As Democrats concluded their day at the Illinois State Fair Wednesday, ominous storm clouds loomed on the horizon.
They hope it is not an omen.
As always, when the party faithful gather in Springfield for the fair, they try to put on a face of party unity. It was particularly true this year for a party that booted its own governor, Rod Blagojevich, out of office in January.
But signs of potential cracks are appearing already, with Gov.

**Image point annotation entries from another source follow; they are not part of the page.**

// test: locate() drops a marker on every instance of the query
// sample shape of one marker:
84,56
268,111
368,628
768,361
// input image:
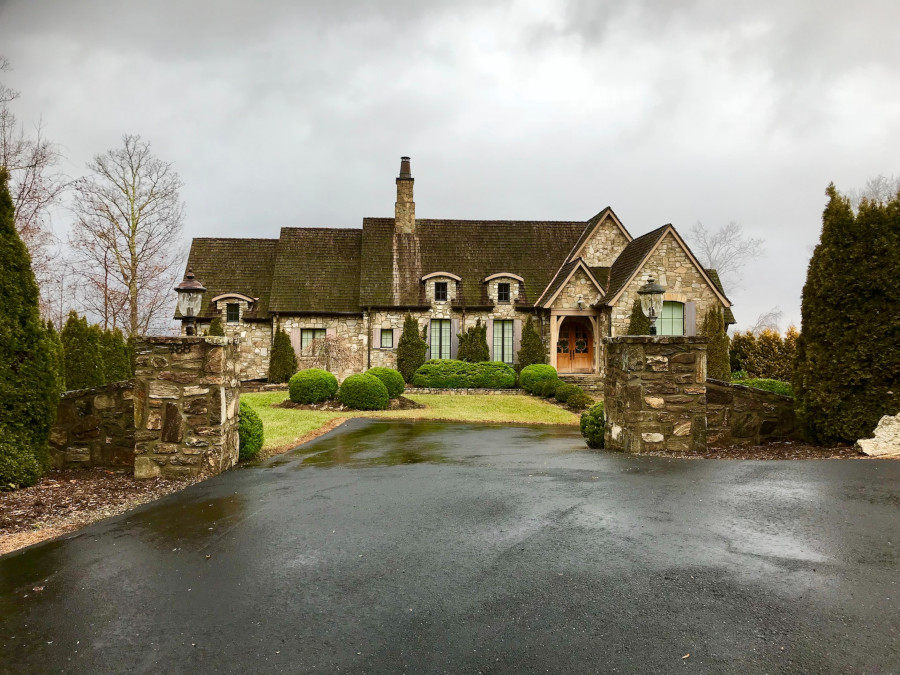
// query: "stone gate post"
655,393
186,396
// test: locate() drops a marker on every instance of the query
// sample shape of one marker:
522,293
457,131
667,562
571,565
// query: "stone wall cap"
657,339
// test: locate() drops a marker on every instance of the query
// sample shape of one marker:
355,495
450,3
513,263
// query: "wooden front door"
575,347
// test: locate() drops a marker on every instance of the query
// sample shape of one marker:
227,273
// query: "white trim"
432,275
239,296
670,228
503,275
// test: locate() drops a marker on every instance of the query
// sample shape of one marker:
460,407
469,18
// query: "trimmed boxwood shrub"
593,426
312,385
450,374
578,402
364,392
534,373
250,432
564,392
391,378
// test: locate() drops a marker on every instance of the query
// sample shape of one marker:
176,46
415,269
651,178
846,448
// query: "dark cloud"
287,113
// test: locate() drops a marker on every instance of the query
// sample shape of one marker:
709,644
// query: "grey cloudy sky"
296,113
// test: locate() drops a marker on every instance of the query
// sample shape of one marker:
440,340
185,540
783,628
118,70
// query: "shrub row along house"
578,280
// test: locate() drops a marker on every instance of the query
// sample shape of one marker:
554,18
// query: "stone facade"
94,427
739,415
604,245
655,394
671,267
186,398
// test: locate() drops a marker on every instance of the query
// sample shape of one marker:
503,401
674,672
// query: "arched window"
671,321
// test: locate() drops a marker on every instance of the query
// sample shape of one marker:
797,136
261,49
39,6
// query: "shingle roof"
470,249
234,266
316,270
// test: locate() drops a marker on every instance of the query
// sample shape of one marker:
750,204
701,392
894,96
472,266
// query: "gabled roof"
316,270
225,265
470,249
562,278
592,226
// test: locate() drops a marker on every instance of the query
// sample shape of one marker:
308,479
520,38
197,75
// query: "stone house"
577,279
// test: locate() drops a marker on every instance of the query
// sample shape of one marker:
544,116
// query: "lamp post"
190,301
651,301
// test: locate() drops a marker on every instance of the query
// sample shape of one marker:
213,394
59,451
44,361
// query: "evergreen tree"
531,350
283,361
847,373
81,345
114,356
410,349
216,328
473,344
57,356
29,389
639,324
718,365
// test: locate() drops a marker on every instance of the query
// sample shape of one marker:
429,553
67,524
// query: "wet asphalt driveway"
430,547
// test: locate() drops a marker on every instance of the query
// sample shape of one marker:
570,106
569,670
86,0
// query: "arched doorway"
575,346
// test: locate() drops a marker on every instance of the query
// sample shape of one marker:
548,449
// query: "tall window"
307,335
503,341
671,321
440,337
387,338
502,292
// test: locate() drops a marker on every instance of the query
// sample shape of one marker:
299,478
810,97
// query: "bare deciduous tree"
129,219
725,250
33,183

Pat Quinn and Comptroller Dan Hynes, who is seeking Quinn's job, taking swipes at each other.
Quinn said he's never heard Hynes take a position on an income tax increase, something Quinn said is needed to solve the state's financial calamity.
"You can stand on the sidelines and throw bricks at the guy in the middle of the arena," Quinn said. "Part of the job of governor is not to be a shrinking violet, to take positions and defend those positions."

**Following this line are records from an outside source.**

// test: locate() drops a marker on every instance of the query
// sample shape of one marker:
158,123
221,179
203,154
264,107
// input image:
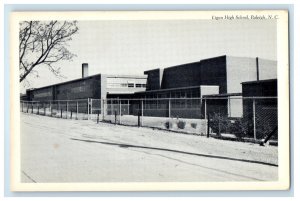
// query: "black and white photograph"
150,100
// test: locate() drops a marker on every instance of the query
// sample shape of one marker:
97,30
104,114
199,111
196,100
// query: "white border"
283,101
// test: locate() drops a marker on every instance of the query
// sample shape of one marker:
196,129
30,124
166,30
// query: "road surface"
60,150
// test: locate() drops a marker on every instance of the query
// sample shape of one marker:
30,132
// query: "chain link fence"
67,109
233,117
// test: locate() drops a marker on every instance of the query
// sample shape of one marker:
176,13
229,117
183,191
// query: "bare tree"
44,43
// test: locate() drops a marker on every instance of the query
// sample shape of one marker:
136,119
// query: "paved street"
60,150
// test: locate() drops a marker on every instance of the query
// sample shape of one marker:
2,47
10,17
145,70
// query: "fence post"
142,115
254,120
102,109
120,109
205,109
128,107
115,117
88,108
111,110
91,108
58,105
207,133
50,109
67,109
169,107
77,110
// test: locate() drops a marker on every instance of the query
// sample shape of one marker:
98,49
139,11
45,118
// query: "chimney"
257,69
85,68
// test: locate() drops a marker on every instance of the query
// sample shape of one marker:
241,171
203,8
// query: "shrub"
194,125
168,125
181,124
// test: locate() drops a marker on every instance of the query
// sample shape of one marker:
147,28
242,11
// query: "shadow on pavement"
176,151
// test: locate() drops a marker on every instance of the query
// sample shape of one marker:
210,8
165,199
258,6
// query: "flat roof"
223,95
259,81
91,76
158,90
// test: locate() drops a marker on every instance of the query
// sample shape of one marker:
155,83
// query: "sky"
131,47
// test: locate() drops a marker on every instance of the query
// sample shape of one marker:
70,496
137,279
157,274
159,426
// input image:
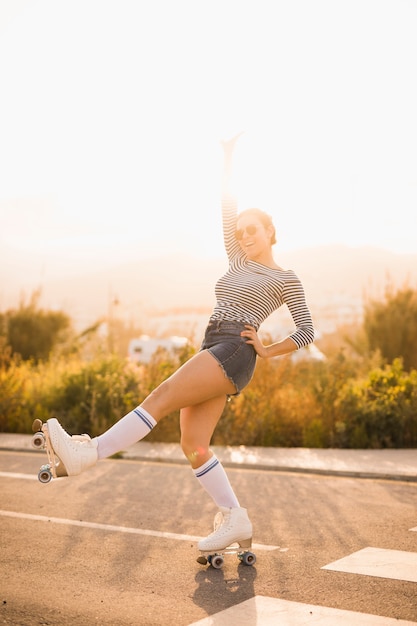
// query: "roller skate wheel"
45,475
38,440
217,561
248,558
202,560
37,425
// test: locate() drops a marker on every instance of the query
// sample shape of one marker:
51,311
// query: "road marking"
394,564
265,611
17,475
119,529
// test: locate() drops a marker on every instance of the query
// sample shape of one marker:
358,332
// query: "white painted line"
393,564
263,611
16,475
119,529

"This nomination must be earned, not bequeathed, assigned or transferred," Hynes told a large gathering of Democratic party officials at the Crowne Plaza Hotel in Springfield. "We need a leader who will offer a clear, consistent and compelling vision for our future."
Quinn's been accused of frequently changing his mind about budget cuts and other issues during the spring session. Quinn also spoke at the Crowne Plaza, praising several Democratic office holders, but not Hynes.
Hynes did not attend the traditional rally at the fairgrounds, saying the day – known as Governor's Day – should be reserved for Quinn.
House Speaker Michael Madigan, D-Chicago, is also the state chairman of the Democratic Party. He downplayed the potential divisiveness of a primary battle for the governor's office.
"Primaries are always good for political parties," Madigan said. "American political parties are pretty good at coming back together against the common enemy."
Madigan said the party will not endorse one candidate over another in the primary campaign. However, Madigan said he supports Rep. Art Turner, D-Chicago, in his bid for lieutenant governor. Turner is one of at least six announced or possible candidates for the post. He is a member of Madigan's leadership team in the House.
Rep. Frank Mautino, D-Spring Valley, said he doesn't anticipate any lasting divisions from a primary campaign for governor.
"I don't think we'll have a lot of infighting," said Mautino, Bureau County Democratic Party chairman. "I've got some people who want to work for (Hynes). I told them to go work for him. I’ll work for (Quinn)."
Rep. Jay Hoffman, D-Collinsville, was one of Blagojevich's few allies in the House. He said the potential for divisiveness depends on the tone of the campaign.
"If it stays on the issues, it can be positive," Hoffman said. "If it gets down to name calling and finger-pointing, it can be very detrimental to the general election chances."
Iowa Gov. Chet Culver was the keynote speaker at the Crowne Plaza event. He said Democrats need to focus on making Republicans the "party of nope."
"Let's be proud that we are the party that stands for something," Culver said.